How to Handle Chutzpa in Children

13 01 2010

Excerpted from Rebbetzin Tziporah Heller’s Question and Answer series on Naaleh.com

Question:
Can you give me guidelines on how to handle chutzpa in my growing children ages ten to thirteen? What should I say if
my otherwise sweet daughter keeps saying to me, “I can do whatever I want!”? Should I force her to comply or teach her negotiation skills?

Answer:

You should teach her negotiation skills. You also have to teach her the laws of Kibud Av Va’em. Preferably your husband should show her these halachot in a sefer so that she sees that the same Hashem who commanded us not to kill or stealcommanded us to treat our parents with respect. She has to see that you and your husband take these laws seriously in your relationship with your own parents.

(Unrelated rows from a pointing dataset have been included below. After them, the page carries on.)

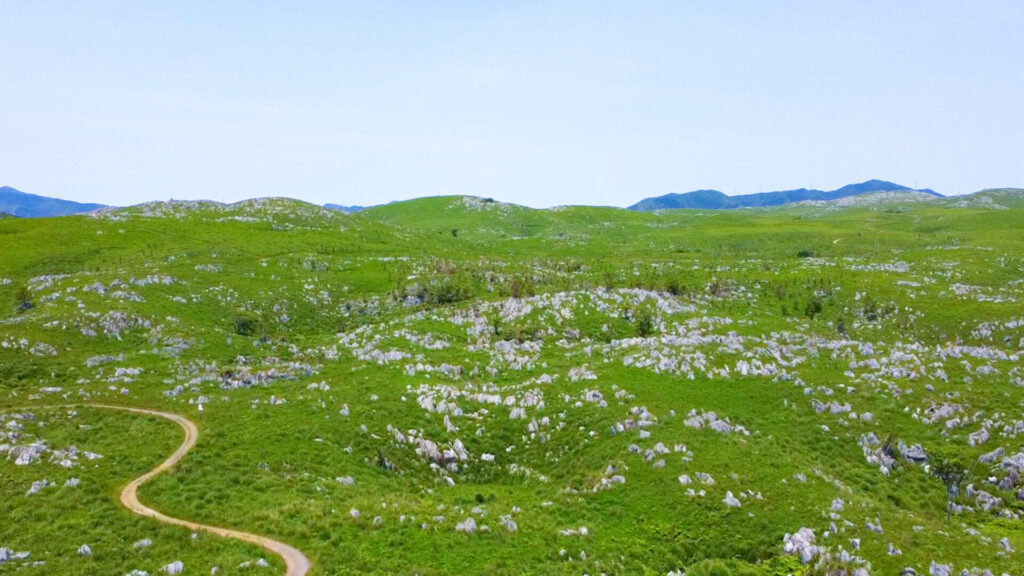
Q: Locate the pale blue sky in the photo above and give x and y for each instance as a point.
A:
(536, 103)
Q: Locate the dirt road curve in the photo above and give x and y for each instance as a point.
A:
(295, 562)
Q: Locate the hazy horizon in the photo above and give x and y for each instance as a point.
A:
(541, 105)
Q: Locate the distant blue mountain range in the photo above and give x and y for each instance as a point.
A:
(346, 209)
(24, 205)
(715, 200)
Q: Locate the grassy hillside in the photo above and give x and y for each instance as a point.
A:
(455, 385)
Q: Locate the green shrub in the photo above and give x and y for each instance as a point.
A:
(245, 326)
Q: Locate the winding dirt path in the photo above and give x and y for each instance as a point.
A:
(296, 564)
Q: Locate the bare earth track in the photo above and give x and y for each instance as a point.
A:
(296, 564)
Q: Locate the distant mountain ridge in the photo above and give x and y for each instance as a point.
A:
(346, 209)
(17, 203)
(715, 200)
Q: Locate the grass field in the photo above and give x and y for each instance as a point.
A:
(456, 385)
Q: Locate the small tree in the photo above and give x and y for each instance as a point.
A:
(948, 467)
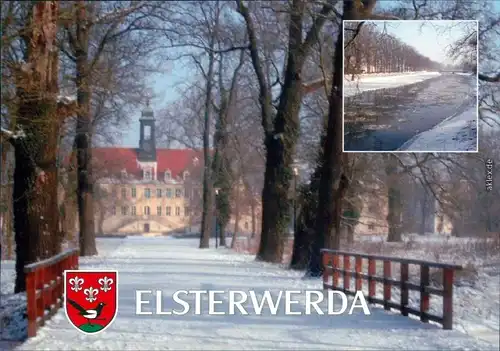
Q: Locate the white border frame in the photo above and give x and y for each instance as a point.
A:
(117, 297)
(414, 151)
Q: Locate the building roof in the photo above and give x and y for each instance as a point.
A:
(111, 161)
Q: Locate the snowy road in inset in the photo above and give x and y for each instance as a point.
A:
(384, 119)
(169, 264)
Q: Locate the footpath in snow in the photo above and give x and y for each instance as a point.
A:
(170, 264)
(456, 133)
(375, 82)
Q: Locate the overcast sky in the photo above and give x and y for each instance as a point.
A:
(430, 38)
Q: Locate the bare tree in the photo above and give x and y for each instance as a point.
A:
(281, 128)
(38, 119)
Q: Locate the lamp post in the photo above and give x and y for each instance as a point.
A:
(216, 218)
(295, 175)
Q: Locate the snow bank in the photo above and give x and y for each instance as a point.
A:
(456, 133)
(171, 265)
(367, 83)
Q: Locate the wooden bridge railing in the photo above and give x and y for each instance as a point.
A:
(45, 287)
(332, 267)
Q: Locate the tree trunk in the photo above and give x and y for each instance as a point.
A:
(394, 199)
(302, 238)
(207, 215)
(83, 138)
(35, 206)
(236, 217)
(332, 183)
(280, 150)
(282, 131)
(254, 214)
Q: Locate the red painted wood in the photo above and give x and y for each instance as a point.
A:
(359, 269)
(335, 274)
(404, 288)
(387, 285)
(43, 277)
(424, 295)
(372, 271)
(347, 277)
(448, 299)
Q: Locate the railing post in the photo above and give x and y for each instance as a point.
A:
(387, 284)
(43, 293)
(31, 304)
(372, 271)
(335, 275)
(424, 295)
(347, 276)
(448, 298)
(325, 259)
(404, 289)
(359, 268)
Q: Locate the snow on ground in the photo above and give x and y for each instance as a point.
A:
(369, 82)
(175, 264)
(456, 133)
(476, 303)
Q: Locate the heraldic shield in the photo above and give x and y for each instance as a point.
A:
(91, 299)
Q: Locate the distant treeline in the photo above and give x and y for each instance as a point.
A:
(370, 50)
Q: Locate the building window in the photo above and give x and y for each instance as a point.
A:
(147, 132)
(147, 174)
(168, 175)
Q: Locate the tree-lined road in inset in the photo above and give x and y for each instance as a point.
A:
(384, 119)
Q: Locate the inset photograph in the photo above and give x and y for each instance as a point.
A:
(410, 86)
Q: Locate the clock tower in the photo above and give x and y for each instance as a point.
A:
(147, 142)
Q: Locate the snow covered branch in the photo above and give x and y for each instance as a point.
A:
(11, 136)
(489, 79)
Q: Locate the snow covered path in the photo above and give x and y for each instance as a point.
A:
(170, 264)
(374, 82)
(385, 119)
(456, 133)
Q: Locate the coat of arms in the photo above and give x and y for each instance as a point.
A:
(91, 299)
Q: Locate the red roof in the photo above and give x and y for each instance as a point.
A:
(111, 161)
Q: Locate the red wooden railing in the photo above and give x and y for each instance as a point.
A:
(45, 287)
(332, 267)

If a child says, “I can do what I want,” you should say, “Can you go to the store and take what you want without paying? Can you get on the bus and not pay the fare because you just feel like riding on the bus?”  Hopefully she will answer no and you should ask her why. She will tell you that if she gets caught, she’llbe in big trouble, and that the Torah forbids it. You have to tell her, “My dear child, the Torah forbids you to behave with chutzpa. And since I care about you, I can’t allow you to continue acting this way, just like I can’t allow you to do anything else that will harm you.”

As children move towards adolescence they need greater autonomy. So while you can’t tolerate chutzpa, you should foster opportunities for success by giving them more responsibilities. Let your child prepare some new salads for Shabbat or allow her to visit a friend without having a specific curfew. Inform her that you trust her to come back early enough to get a good night’s sleep. Convey to your child that you have confidence in her and that you see her as an adult. This should not preclude the fact that she views you as a parent, just as you view your own parents as parents. Teaching your children negotiation skills is good because it is a respectful way of stating your needs in a way that the other person doesn’t lose out. But it has to be presented as a way of fulfilling Kibud Av, not as a way of manipulating a parent into doing what the child wants.